However, the sheer amount of colonists (over one hundred people) joining a native tribe would have given that tribe and their group an advantage in warfare. There were no real records or mentions of this kind of assimilation until later in history. Also, no bones or remains were found that could be conclusively tied to the Roanoke Colony- it is as if the colonists and all of their belongings disappeared completely.
- The colonists were killed by Native Americans, and their remains were hidden, or submerged, in a place that has yet to be discovered. Their belongings were scavenged and their structures were taken apart for materials.
But, why was CROTOAN carved without a Maltese cross? Why and where would the Native Americans hide the bodies of so many colonists? Also, how was there no real record or any indication of such a successful victory in the oral traditions of any of the early, local Native American tribes?
- The colonists deconstructed their homes and structures to build boats. They then attempted to travel back to England or, more likely, Croatoan Island out of desperation due to famine and drought. Ultimately, they were lost at sea.
Though this explains the deconstruction of their structures, it is hard to imagine that they all traveled in one boat together. And again, if there were several boats, how did over one hundred people (spread out among multiple boats) all still fail to reach land? Also, Roanoke Island is “buffered from the Atlantic Ocean” by islands only 4-5 miles away. The mainland is less than 8 miles away in the other direction. It is hard to imagine that no one made it to land, especially if their lives depended on it.
- The Virginea Pars map correctly detailed a hidden fortification or safe location for the colonists. They headed 50 miles west into the mainland and settled in that location until they all eventually died off. The fortification was located in an area which was never thoroughly searched for remains or artifacts, and the colony is essentially buried somewhere under modern-day construction.
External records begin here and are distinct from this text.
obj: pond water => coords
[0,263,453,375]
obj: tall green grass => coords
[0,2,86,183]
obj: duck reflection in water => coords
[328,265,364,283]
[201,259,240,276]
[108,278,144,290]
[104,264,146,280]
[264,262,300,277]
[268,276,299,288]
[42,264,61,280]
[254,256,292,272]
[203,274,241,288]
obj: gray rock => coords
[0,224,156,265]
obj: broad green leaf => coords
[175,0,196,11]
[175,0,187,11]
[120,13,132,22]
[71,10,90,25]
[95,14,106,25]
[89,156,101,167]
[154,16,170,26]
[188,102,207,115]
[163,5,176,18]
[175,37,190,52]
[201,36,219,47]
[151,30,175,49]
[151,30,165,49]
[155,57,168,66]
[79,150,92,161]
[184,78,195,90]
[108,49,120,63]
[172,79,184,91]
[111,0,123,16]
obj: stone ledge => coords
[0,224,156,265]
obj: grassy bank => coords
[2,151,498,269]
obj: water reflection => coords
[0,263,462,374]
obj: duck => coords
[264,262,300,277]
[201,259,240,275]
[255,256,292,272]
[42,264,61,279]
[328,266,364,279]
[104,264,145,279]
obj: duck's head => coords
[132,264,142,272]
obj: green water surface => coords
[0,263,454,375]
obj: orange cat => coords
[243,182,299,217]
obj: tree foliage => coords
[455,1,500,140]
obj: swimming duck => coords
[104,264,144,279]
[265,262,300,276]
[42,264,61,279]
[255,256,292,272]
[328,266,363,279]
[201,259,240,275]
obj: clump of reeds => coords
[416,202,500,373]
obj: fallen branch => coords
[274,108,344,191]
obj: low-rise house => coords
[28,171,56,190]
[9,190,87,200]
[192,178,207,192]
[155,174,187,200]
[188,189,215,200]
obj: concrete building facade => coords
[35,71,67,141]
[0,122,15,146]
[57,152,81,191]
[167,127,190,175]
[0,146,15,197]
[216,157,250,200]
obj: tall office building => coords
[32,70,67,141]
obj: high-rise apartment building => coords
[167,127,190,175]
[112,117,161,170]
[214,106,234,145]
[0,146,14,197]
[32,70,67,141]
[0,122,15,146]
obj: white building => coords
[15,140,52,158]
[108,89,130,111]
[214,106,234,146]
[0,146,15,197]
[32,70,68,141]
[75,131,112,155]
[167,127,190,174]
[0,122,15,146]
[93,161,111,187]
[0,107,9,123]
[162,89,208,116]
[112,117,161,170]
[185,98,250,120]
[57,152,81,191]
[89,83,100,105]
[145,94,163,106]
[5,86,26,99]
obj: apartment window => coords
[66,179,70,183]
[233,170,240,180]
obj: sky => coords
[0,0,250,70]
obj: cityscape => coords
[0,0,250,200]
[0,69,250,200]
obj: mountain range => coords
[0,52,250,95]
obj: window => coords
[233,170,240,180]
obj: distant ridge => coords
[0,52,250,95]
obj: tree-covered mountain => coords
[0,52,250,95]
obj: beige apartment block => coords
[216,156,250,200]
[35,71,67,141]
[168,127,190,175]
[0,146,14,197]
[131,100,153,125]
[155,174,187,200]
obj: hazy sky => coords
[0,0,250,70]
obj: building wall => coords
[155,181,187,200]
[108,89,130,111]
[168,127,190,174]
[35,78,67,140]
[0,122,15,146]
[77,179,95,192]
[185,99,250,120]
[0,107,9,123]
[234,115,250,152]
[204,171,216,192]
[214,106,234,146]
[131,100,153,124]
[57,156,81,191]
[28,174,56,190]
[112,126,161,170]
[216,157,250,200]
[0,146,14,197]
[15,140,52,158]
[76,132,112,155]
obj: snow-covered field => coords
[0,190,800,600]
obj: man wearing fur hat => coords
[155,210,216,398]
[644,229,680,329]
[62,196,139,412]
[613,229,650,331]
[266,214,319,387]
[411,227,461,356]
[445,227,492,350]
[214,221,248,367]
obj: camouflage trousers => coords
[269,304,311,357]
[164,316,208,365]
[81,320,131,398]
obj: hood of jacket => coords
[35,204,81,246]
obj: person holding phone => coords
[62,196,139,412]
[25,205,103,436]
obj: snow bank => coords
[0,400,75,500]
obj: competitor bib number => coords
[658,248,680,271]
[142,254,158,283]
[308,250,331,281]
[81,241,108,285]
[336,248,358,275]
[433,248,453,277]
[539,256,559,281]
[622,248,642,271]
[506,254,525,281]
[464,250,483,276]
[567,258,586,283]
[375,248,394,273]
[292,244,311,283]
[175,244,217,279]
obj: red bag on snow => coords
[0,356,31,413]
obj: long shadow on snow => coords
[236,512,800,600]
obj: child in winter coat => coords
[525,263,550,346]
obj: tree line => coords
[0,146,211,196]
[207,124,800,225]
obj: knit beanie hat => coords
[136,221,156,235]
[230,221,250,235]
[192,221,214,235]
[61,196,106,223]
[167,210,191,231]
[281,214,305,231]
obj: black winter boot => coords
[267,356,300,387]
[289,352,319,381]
But, when was this fort constructed? John White was only in the colony for a matter of weeks before heading back to England, so when would he have even learned about it in that time? Could the fort symbol have just been a mistake? And, does this theory even legitimately address what happened to the colonists? Where were their homes and structures? Where was the fort? Also, why was the fort symbol hidden? Though espionage was a concern during the time, what is the point of putting a secret location on a map to be viewed by many people. Could White have not just made a secret map?
Carved into American Imagination
The word CROATOAN, which was carved into the fence, and apparently attempted to have been carved in a tree, has since claimed its own ominous connotations in popular lore. According to various sources, it has reemerged throughout history in bizarre and unsettling situations:
- Edgar Allen Poe is rumored to have murmured CROATOAN during his incoherent ramblings before his mysterious death.
- The word CROATOAN was carved into the headboard of the bed that author Ambrose Bierce slept in before he vanished in Mexico.
- CROATOAN was found written in Amelia Earnhart’s journal after her disappearance.
- A famous bank robber from the 1870s-1880s known as Black Bart carved CROATOAN into his prison cell wall before mysteriously disappearing after his release.
- When the Carroll A. Deering, a commercial schooner, crashed into Cape Hatteras in 1921, CROATOAN is rumored to have been the last entry in the ship’s log book. The passengers had all inexplicably disappeared.
Though the rumors are difficult to verify, the word continues to reemerge in popular culture and it has become a recurring mention on this season of American Horror Story.
“If angered, this spirit had the power to change those who offended it into the form of animals, trees and rocks.”
If true, this would mean the colonists never made it off of the island, and were transformed by it. Regardless of supernatural implications, the colonists met their fates after being abandoned for years in an hostile environment on foreign lands. The mystery and history of the Roanoke Island settlement is terrifyingly captivating, and tragic, no matter what theory one believes.
But still, what do you think happened to The Lost Colony of Roanoke Island?